Also remaining is a parallelogram-shaped structure of dust that's wrapped tightly
around the very center of the galaxy.
The image was presented at a meeting of the American Astronomical Society in
Denver.
While previous observations with other telescopes have revealed this galactic
remnant, it appeared as one long and irregular bar of dust.

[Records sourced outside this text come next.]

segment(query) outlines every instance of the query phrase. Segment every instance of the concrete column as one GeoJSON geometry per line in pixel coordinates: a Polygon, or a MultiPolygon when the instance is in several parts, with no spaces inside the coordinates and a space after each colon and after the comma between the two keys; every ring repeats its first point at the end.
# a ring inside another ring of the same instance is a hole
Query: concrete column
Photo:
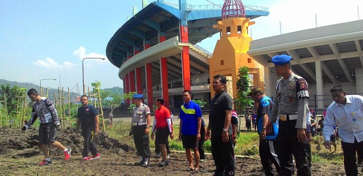
{"type": "Polygon", "coordinates": [[[357,93],[363,93],[363,68],[356,68],[357,93]]]}
{"type": "MultiPolygon", "coordinates": [[[[150,41],[145,40],[144,42],[144,50],[146,50],[151,47],[150,41]]],[[[150,108],[152,108],[154,104],[153,95],[153,74],[151,71],[152,66],[151,63],[145,63],[145,78],[146,78],[146,98],[147,105],[150,108]]]]}
{"type": "MultiPolygon", "coordinates": [[[[324,108],[324,91],[323,89],[323,73],[321,68],[321,61],[315,60],[315,82],[316,83],[316,95],[318,109],[324,108]]],[[[314,97],[314,95],[310,95],[310,97],[314,97]]],[[[310,107],[309,107],[310,108],[310,107]]]]}
{"type": "MultiPolygon", "coordinates": [[[[162,43],[166,40],[165,33],[159,32],[159,42],[162,43]]],[[[164,106],[169,108],[169,90],[168,87],[168,62],[165,58],[160,58],[160,79],[161,82],[161,95],[165,100],[164,106]]]]}
{"type": "Polygon", "coordinates": [[[136,92],[136,87],[135,84],[135,71],[131,71],[129,72],[130,79],[130,91],[136,92]]]}
{"type": "Polygon", "coordinates": [[[271,97],[271,95],[273,95],[272,93],[274,92],[272,91],[272,87],[271,87],[270,84],[270,82],[272,80],[270,77],[271,73],[270,71],[270,68],[268,66],[264,67],[264,74],[265,74],[264,75],[264,79],[265,80],[265,94],[271,97]]]}

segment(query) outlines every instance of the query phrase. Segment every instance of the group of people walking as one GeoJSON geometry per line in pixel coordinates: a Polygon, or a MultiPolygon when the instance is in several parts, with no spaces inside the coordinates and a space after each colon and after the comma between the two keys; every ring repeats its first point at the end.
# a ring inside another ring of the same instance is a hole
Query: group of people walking
{"type": "MultiPolygon", "coordinates": [[[[257,121],[260,155],[266,176],[274,175],[272,164],[279,176],[291,176],[294,168],[297,176],[311,175],[312,120],[308,106],[308,85],[303,78],[292,72],[291,59],[285,55],[272,58],[276,73],[281,77],[276,83],[273,102],[259,88],[249,93],[259,104],[257,121]]],[[[333,86],[330,92],[334,101],[322,122],[324,144],[331,149],[332,132],[339,126],[346,173],[348,176],[356,176],[356,154],[363,149],[363,97],[347,95],[341,85],[333,86]]]]}
{"type": "MultiPolygon", "coordinates": [[[[235,124],[235,127],[233,128],[231,122],[232,101],[224,91],[226,82],[226,78],[222,75],[217,75],[213,77],[213,88],[215,96],[211,101],[209,120],[206,126],[202,119],[200,107],[192,101],[191,92],[187,90],[183,92],[184,104],[180,108],[179,137],[185,150],[188,163],[186,171],[199,172],[201,158],[202,160],[205,157],[204,150],[200,147],[204,139],[210,139],[216,166],[215,175],[235,175],[233,144],[235,144],[236,142],[237,122],[232,120],[235,124]]],[[[150,110],[147,105],[142,103],[142,94],[134,94],[133,97],[133,102],[136,107],[133,111],[129,134],[133,135],[137,154],[141,157],[140,161],[135,164],[147,167],[150,165],[151,157],[149,144],[150,110]]],[[[156,145],[158,145],[163,158],[159,164],[161,167],[170,164],[166,144],[169,137],[171,139],[174,137],[171,114],[169,110],[164,106],[164,103],[162,98],[158,98],[154,101],[158,108],[155,112],[155,119],[152,129],[152,138],[155,137],[156,145]],[[156,131],[155,136],[154,131],[156,131]]]]}
{"type": "MultiPolygon", "coordinates": [[[[249,93],[259,105],[256,113],[248,113],[246,117],[248,121],[256,121],[253,126],[259,134],[259,153],[264,174],[268,176],[274,176],[272,164],[279,176],[291,176],[294,168],[297,176],[311,175],[309,142],[311,140],[310,126],[312,121],[308,106],[308,84],[303,77],[292,72],[290,62],[291,59],[290,56],[285,55],[276,55],[272,58],[276,73],[281,77],[276,83],[276,96],[273,101],[258,87],[249,93]]],[[[204,139],[210,139],[215,165],[214,176],[235,175],[234,146],[236,144],[237,122],[234,119],[231,120],[235,112],[232,112],[231,97],[224,91],[226,84],[224,76],[217,75],[213,77],[212,85],[215,94],[210,103],[209,123],[206,126],[202,119],[200,107],[192,101],[191,91],[183,92],[184,103],[180,108],[179,137],[185,150],[188,163],[186,169],[187,171],[199,172],[200,159],[205,157],[204,151],[199,147],[202,146],[204,139]],[[236,125],[232,125],[232,123],[236,125]]],[[[328,108],[322,122],[324,144],[326,148],[330,149],[331,131],[334,130],[334,126],[339,126],[346,173],[348,176],[357,176],[356,153],[357,150],[363,149],[363,97],[347,95],[341,85],[333,86],[330,92],[334,101],[328,108]]],[[[37,117],[39,118],[39,142],[45,157],[39,165],[51,164],[48,145],[63,150],[65,159],[68,160],[71,150],[56,141],[59,118],[51,101],[40,97],[33,89],[28,92],[28,95],[35,103],[32,117],[22,131],[25,132],[37,117]]],[[[151,132],[152,138],[155,137],[156,145],[162,158],[159,166],[167,166],[170,163],[167,149],[168,138],[174,137],[170,112],[164,106],[163,98],[156,99],[154,103],[158,108],[150,131],[150,109],[142,103],[143,98],[142,94],[133,95],[133,102],[136,106],[133,111],[129,134],[133,136],[137,154],[141,157],[141,160],[135,164],[144,167],[150,165],[151,154],[149,136],[151,132]]],[[[88,104],[88,100],[86,95],[81,97],[82,107],[78,110],[77,123],[77,128],[81,125],[85,139],[82,155],[85,161],[100,157],[92,141],[94,132],[99,132],[98,113],[93,106],[88,104]],[[89,150],[92,154],[90,157],[88,156],[89,150]]],[[[251,130],[251,122],[249,124],[248,129],[251,130]]]]}

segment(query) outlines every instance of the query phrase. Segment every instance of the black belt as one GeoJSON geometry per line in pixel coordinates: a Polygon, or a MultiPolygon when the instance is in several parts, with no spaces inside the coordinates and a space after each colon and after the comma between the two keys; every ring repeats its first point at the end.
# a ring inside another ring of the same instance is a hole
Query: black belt
{"type": "Polygon", "coordinates": [[[157,128],[158,129],[165,129],[165,128],[168,128],[168,129],[169,129],[169,126],[164,126],[164,127],[157,127],[157,128]]]}

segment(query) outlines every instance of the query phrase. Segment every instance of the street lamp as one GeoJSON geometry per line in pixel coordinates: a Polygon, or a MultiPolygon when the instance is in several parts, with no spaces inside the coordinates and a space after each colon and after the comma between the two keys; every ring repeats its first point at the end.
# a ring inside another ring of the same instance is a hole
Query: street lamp
{"type": "Polygon", "coordinates": [[[40,80],[40,83],[39,84],[39,94],[40,95],[42,95],[42,81],[43,80],[56,80],[57,79],[53,79],[53,78],[49,78],[49,79],[42,79],[40,80]]]}
{"type": "Polygon", "coordinates": [[[99,59],[104,60],[104,58],[85,58],[82,60],[82,81],[83,82],[83,95],[86,95],[86,84],[85,84],[85,69],[83,65],[84,61],[86,59],[99,59]]]}

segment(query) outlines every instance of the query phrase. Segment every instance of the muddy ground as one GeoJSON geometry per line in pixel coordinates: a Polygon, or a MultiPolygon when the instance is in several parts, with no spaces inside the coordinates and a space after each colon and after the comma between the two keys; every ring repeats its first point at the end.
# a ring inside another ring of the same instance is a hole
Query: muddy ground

"Now we can actually see the shape of this structure, which helps us explain
how it arose," said Jocelyn Keene, principal investigator for the new research
and an astronomer at NASA's Jet Propulsion Laboratory and the California Institute
of Technology, both in Pasadena, Calif.
Centaurus A is a type of galaxy known as "elliptical." It is one of the brightest
sources of radio waves in the sky, which suggests the presence of a supermassive
black hole at its center.
Resolving this unusual parallelogram structure has helped astronomers put together
a picture of its history. The geometric shape can be explained using a model
that describes a flat spiral galaxy falling into an elliptical galaxy and becoming
twisted and warped in the process. The folds in the warped disc, when viewed
nearly edge-on, take on the appearance of a parallelogram. The model predicts
that the leftover galaxy will ultimately flatten into a plane before being entirely
devoured by Centaurus A.
Such galactic feeding has long thought to be a mechanism by which giant elliptical
galaxies form and grow, and likely provides the fuel that drives the strong
radio activity surrounding Centaurus A's central black hole.